Department of Biostatistics, University of North Carolina, Chapel Hill, North Carolina 27599-7420, USA.
Genet Epidemiol. 2010 Dec;34(8):803-15. doi: 10.1002/gepi.20527.
Analysis of untyped single nucleotide polymorphisms (SNPs) can facilitate the localization of disease-causing variants and permit meta-analysis of association studies with different genotyping platforms. We present two approaches for using the linkage disequilibrium structure of an external reference panel to infer the unknown value of an untyped SNP from the observed genotypes of typed SNPs. The maximum-likelihood approach integrates the prediction of untyped genotypes and estimation of association parameters into a single framework and yields consistent and efficient estimators of genetic effects and gene-environment interactions with proper variance estimators. The imputation approach is a two-stage strategy, which first imputes the untyped genotypes by either the most likely genotypes or the expected genotype counts and then uses the imputed values in a downstream association analysis. The latter approach has proper control of type I error in single-SNP tests with possible covariate adjustments even when the reference panel is misspecified; however, type I error may not be properly controlled in testing multiple-SNP effects or gene-environment interactions. In general, imputation yields biased estimators of genetic effects and gene-environment interactions, and the variances are underestimated. We conduct extensive simulation studies to compare the bias, type I error, power, and confidence interval coverage between the maximum likelihood and imputation approaches in the analysis of single-SNP effects, multiple-SNP effects, and gene-environment interactions under cross-sectional and case-control designs. In addition, we provide an illustration with genome-wide data from the Wellcome Trust Case-Control Consortium (WTCCC) [2007].

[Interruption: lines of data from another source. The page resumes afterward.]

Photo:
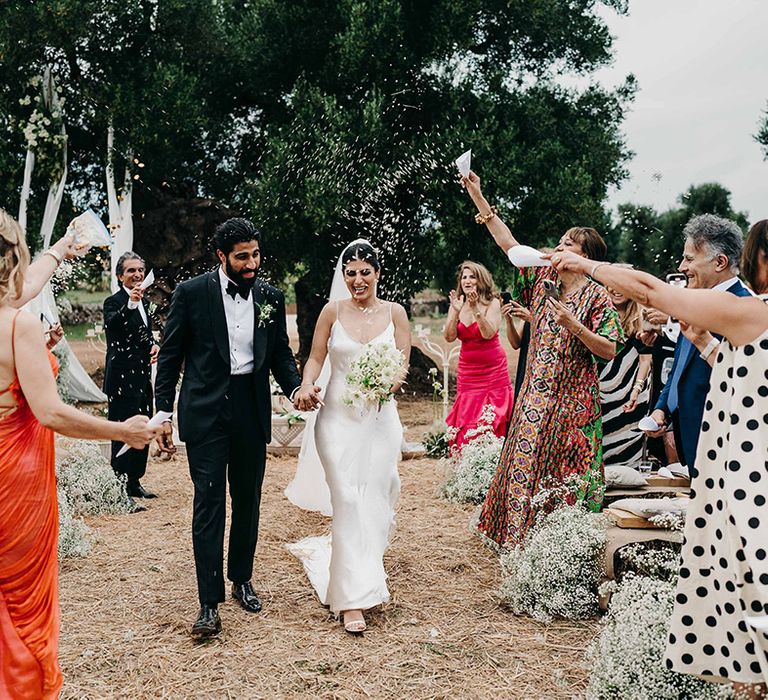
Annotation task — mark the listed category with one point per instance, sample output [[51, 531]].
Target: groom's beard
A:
[[237, 277]]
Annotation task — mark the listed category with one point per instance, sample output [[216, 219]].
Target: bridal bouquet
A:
[[373, 374]]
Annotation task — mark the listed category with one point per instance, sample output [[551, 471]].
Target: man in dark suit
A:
[[710, 261], [228, 329], [130, 353]]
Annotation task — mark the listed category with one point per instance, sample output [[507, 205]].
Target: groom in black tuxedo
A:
[[228, 330]]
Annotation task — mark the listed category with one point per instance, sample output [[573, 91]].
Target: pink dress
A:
[[483, 378]]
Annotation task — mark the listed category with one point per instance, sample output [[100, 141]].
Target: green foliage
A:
[[653, 241], [326, 120]]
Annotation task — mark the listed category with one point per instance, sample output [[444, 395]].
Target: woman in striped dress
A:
[[624, 391]]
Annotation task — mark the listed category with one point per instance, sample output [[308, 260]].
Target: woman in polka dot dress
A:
[[719, 626]]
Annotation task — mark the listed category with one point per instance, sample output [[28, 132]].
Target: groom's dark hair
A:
[[233, 231], [363, 252]]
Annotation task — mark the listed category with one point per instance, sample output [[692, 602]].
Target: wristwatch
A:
[[707, 351]]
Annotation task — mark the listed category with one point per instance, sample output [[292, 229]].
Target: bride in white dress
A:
[[358, 449]]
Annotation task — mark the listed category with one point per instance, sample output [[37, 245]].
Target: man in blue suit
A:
[[710, 261]]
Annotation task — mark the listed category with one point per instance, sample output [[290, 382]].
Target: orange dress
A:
[[29, 531]]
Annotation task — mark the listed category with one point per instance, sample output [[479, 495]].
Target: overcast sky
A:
[[702, 68]]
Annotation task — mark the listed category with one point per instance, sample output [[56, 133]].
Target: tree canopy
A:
[[653, 241]]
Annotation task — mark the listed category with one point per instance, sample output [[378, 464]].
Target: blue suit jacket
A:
[[692, 391]]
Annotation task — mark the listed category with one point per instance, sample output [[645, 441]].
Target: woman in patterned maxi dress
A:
[[719, 624]]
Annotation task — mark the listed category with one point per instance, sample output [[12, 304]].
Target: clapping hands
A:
[[457, 301], [515, 310], [307, 398]]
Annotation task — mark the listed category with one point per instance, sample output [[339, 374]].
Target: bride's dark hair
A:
[[363, 252]]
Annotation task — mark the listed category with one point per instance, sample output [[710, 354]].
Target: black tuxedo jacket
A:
[[129, 341], [196, 335]]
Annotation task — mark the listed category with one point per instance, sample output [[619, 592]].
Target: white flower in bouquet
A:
[[627, 658], [372, 376]]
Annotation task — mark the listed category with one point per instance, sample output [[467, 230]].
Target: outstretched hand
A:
[[471, 183], [457, 300]]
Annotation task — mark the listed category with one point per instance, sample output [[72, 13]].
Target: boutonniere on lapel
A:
[[265, 314]]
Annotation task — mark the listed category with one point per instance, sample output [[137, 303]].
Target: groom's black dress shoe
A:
[[244, 594], [136, 490], [208, 622]]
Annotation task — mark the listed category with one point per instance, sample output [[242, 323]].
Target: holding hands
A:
[[514, 310]]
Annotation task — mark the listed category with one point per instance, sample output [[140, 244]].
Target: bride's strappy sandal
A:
[[354, 626]]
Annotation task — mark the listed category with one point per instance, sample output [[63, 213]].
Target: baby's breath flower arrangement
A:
[[42, 128], [372, 376], [87, 481], [627, 658], [74, 535], [557, 570], [471, 467]]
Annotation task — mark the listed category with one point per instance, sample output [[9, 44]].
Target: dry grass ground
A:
[[128, 606]]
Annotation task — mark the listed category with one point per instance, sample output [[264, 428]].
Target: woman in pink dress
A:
[[474, 318]]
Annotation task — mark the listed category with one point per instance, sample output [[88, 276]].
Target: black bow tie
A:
[[234, 289]]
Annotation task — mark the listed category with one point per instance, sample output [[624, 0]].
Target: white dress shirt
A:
[[239, 313], [137, 305], [723, 286]]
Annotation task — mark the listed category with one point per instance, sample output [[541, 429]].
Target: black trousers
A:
[[235, 449], [134, 462]]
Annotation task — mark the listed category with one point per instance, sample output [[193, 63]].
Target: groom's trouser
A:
[[235, 448]]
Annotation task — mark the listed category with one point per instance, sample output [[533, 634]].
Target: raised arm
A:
[[402, 336], [499, 230], [39, 388], [740, 319]]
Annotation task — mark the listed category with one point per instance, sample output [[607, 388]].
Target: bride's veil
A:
[[308, 489]]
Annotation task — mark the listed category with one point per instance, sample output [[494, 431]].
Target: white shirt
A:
[[137, 305], [239, 313]]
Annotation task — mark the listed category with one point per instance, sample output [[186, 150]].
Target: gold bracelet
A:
[[485, 218]]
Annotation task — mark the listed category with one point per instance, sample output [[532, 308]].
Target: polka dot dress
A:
[[724, 572]]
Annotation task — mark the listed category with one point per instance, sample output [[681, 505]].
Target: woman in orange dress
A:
[[30, 413]]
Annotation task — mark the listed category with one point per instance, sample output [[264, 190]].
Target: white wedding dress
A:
[[359, 451]]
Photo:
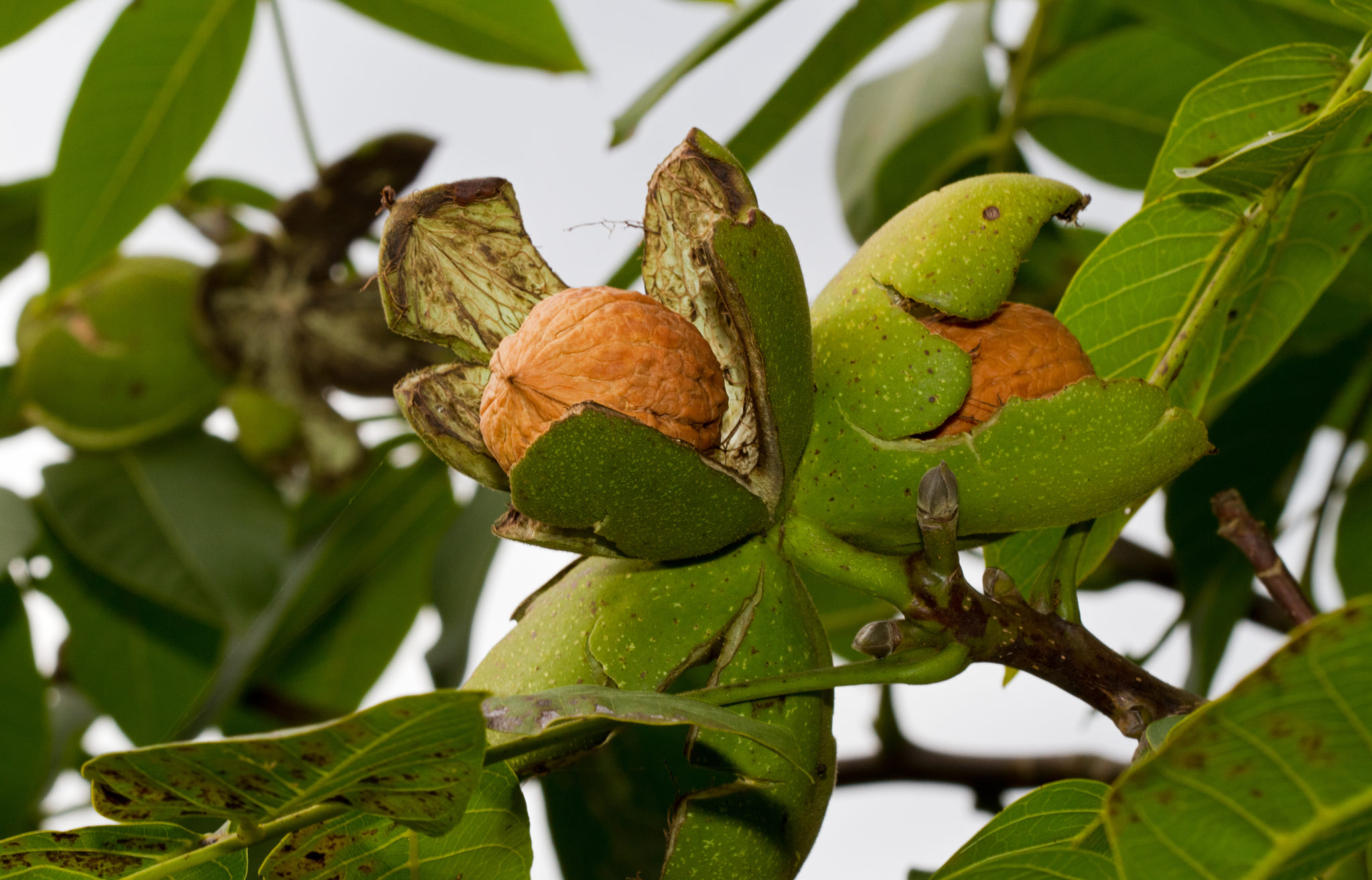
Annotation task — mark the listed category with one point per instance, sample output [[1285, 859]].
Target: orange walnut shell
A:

分析未分型的单核苷酸多态性 (SNPs) 可以帮助定位致病变异,并允许使用不同的基因分型平台进行关联研究的荟萃分析。我们提出了两种方法,利用外部参考面板的连锁不平衡结构,从已分型 SNPs 的观察基因型推断未分型 SNPs 的未知值。最大似然法将未分型基因型的预测和关联参数的估计整合到一个单一的框架中,并通过适当的方差估计量,为遗传效应和基因-环境相互作用提供一致和有效的估计量。 推断方法是一种两阶段策略,首先通过最可能的基因型或预期的基因型计数来推断未分型的基因型,然后在下游关联分析中使用推断值。 后一种方法在单 SNP 检验中具有适当的 I 型错误控制,即使参考面板指定不当,也可以进行可能的协变量调整;然而,在检验多 SNP 效应或基因-环境相互作用时,I 型错误可能无法得到适当控制。 一般来说,推断会产生遗传效应和基因-环境相互作用的有偏估计量,并且方差被低估。 我们进行了广泛的模拟研究,比较了最大似然法和推断法在分析单 SNP 效应、多 SNP 效应和基因-环境相互作用时的偏差、I 型错误、功效和置信区间覆盖范围,包括在横截面和病例对照设计下。 此外,我们还提供了一个基于 Wellcome Trust Case-Control Consortium (WTCCC) [2007] 全基因组数据的实例。